A year before, Time told us to “Be Worried. Be Very Worried.” The April 3, 2006 issue warned readers “the climate was crashing” and suggested increased 2005 Atlantic tropical activity was just a sign of things to come.

That didn’t work out as the editors warned it might. Tropical activity in the Atlantic hasn’t even come close to 2005 levels. The last two seasons have produced only nine named storms (five hurricanes) in 2006 and 16 in 2007 (six hurricanes) versus 27 (15 hurricanes) in 2005.

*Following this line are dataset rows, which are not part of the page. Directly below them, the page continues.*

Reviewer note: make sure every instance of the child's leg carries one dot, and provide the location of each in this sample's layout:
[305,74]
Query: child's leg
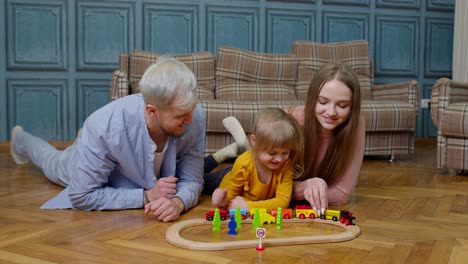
[213,180]
[52,161]
[237,132]
[213,160]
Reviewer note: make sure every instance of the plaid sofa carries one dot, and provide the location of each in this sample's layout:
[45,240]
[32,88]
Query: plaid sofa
[240,83]
[449,112]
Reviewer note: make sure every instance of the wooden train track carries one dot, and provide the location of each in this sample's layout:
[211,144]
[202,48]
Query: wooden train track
[173,236]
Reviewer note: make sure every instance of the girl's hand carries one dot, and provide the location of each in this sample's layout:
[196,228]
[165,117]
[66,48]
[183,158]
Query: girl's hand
[219,198]
[238,202]
[315,192]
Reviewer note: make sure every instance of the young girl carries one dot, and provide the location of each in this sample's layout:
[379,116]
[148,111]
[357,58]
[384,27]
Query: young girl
[262,177]
[334,137]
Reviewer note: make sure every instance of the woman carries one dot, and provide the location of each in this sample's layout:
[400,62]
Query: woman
[334,138]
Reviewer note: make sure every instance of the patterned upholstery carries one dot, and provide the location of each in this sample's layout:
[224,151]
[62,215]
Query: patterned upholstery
[314,55]
[449,111]
[240,83]
[389,110]
[245,75]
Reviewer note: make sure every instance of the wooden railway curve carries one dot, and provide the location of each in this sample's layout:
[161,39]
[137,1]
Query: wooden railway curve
[173,236]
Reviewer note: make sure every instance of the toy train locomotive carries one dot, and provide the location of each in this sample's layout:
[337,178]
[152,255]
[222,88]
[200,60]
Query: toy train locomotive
[301,211]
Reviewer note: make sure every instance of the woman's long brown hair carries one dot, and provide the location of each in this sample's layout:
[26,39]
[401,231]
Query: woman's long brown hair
[342,142]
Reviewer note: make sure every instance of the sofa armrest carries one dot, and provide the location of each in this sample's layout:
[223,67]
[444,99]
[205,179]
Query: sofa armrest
[119,85]
[407,91]
[444,93]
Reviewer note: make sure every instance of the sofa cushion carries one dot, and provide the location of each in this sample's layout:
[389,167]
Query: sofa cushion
[388,116]
[455,120]
[246,75]
[312,56]
[201,63]
[244,111]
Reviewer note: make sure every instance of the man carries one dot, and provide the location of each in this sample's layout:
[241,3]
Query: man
[141,150]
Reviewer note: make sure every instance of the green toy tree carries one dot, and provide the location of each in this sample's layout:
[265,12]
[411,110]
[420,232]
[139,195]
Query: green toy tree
[238,218]
[257,222]
[216,221]
[279,219]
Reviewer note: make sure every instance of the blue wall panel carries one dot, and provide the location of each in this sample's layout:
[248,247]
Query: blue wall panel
[170,28]
[92,94]
[37,35]
[347,2]
[104,31]
[286,26]
[397,42]
[39,106]
[441,5]
[230,26]
[399,4]
[439,47]
[59,54]
[341,26]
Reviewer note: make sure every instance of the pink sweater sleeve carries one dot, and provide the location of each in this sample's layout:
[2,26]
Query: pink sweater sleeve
[340,192]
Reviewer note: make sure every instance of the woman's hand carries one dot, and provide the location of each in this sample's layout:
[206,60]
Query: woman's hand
[315,192]
[219,198]
[238,202]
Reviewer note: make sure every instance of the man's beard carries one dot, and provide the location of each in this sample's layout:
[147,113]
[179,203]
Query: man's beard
[173,134]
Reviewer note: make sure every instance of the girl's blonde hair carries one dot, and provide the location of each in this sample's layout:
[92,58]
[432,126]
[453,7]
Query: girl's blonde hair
[275,128]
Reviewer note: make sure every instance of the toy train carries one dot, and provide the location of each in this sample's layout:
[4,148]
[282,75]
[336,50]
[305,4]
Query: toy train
[300,211]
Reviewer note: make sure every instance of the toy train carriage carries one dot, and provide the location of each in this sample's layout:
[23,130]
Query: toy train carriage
[345,217]
[304,211]
[287,213]
[300,211]
[243,211]
[265,217]
[222,213]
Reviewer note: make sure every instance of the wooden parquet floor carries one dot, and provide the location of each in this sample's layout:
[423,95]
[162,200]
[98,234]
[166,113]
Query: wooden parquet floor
[408,211]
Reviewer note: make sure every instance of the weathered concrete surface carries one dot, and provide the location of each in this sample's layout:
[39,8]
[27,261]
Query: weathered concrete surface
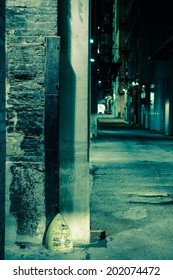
[2,127]
[74,163]
[131,199]
[28,24]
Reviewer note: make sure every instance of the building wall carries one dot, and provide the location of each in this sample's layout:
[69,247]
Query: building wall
[150,28]
[2,127]
[29,23]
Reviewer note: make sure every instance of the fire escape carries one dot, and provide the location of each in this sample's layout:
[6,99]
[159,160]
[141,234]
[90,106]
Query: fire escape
[106,69]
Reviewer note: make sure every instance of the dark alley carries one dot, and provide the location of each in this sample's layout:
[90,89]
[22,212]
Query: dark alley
[131,199]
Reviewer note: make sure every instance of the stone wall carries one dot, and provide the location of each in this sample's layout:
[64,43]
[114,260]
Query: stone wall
[2,127]
[29,23]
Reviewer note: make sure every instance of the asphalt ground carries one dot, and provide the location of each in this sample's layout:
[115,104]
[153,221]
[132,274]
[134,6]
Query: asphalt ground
[131,199]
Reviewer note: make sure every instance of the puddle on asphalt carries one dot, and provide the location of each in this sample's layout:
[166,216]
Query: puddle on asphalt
[151,198]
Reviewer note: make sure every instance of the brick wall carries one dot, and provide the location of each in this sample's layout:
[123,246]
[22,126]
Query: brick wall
[29,23]
[2,127]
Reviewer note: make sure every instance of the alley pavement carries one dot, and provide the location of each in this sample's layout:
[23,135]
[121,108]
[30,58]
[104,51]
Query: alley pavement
[131,199]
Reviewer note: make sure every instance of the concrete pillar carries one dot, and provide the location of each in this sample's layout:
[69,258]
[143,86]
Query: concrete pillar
[74,163]
[2,127]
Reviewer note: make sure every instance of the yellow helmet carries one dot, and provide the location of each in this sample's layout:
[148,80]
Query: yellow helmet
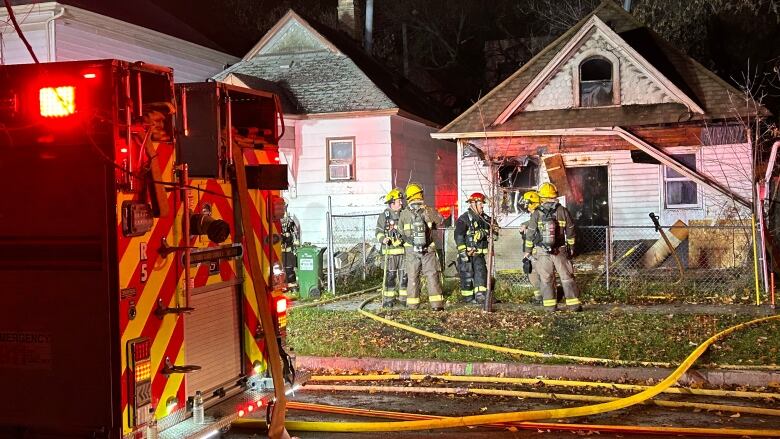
[414,192]
[394,194]
[548,190]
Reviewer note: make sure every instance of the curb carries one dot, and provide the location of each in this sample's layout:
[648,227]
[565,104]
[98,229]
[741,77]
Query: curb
[710,377]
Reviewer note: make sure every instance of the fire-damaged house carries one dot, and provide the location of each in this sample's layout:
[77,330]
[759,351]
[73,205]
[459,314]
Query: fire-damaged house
[623,123]
[353,129]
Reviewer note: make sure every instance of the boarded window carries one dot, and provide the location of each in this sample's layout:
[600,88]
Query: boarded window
[679,191]
[341,159]
[596,83]
[515,178]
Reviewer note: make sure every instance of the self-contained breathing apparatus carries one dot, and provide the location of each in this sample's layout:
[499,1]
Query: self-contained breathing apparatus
[391,231]
[420,231]
[549,236]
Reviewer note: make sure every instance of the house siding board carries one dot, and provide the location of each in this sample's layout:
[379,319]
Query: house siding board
[372,163]
[79,41]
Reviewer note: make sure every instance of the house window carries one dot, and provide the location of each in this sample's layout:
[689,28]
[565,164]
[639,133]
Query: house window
[515,178]
[679,191]
[596,88]
[341,159]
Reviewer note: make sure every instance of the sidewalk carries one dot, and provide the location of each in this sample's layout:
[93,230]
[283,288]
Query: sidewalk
[708,377]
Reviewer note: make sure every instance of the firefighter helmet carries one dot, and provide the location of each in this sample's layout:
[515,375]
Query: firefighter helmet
[394,194]
[477,196]
[414,192]
[548,190]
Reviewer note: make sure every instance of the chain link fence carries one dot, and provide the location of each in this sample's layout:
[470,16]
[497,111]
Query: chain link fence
[634,264]
[621,264]
[355,251]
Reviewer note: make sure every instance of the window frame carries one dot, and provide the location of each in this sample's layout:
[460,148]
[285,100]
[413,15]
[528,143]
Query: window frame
[576,83]
[666,179]
[328,161]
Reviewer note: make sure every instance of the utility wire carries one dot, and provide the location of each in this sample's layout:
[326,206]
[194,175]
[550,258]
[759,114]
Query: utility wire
[19,32]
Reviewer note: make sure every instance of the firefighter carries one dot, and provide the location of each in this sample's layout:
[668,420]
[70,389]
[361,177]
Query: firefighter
[291,236]
[417,222]
[551,234]
[472,232]
[389,236]
[529,204]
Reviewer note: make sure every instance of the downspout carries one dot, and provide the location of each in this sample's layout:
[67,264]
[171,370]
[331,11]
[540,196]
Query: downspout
[368,34]
[459,161]
[50,30]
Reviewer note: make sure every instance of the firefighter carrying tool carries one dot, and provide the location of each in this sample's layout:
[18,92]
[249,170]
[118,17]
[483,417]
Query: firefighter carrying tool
[529,204]
[135,221]
[472,235]
[389,236]
[551,233]
[417,222]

Numbers don’t really matter to the magazine. Time has a blind faith in this cause and combined it with an intellectual elitist snobbery only found in the mainstream media. They’re the “experts” and we should just shut up and do as we’re told.

“I didn’t go to journalism school,” Stengel said. “But this notion that journalism is objective, or must be objective is something that has always bothered me – because the notion about objectivity is in some ways a fantasy. I don’t know that there is as such a thing as objectivity.”

Some of that mentality is held by other media outlets, but at least many journalists embrace some sort of ethical guidelines. Not at Time, we they “make it up as we go along,” according to Stengel.

He should take a peek at the Society of Professional Journalists Code of Ethics and note these guidelines before spouting off about journalistic ethics. Journalists should:

• Examine their own cultural values and avoid imposing those values on others.
• Distinguish between advocacy and news reporting. Analysis and commentary should be labeled and not misrepresent fact or context.
• Be sensitive when seeking or using interviews or photographs of those affected by tragedy or grief.

National Press Photographers Association’s Ethics & Standards Committee Chair John Long said it best.

“It’s not so much unethical in the sense of digital manipulation since the original photograph is so obviously changed, but it's an insult,” Long said. “It’s another example of the lack of respect photojournalism gets in the world of word journalism. If they respected the photograph in the same way they respect the written word, this would never happen.”

A lack of respect of photojournalism wasn’t the only thing Time showed a lack of respect for. The last issue of Time with a cover story paying respect to U.S. military veterans was an “Anniversary Special” on May 31, 2004 marking 60 years since the D-Day invasion and the men who were there.
Jeff Poor is a Staff Writer for the Business & Media Institute, a division of the Media Research Center, a non-profit media watchdog.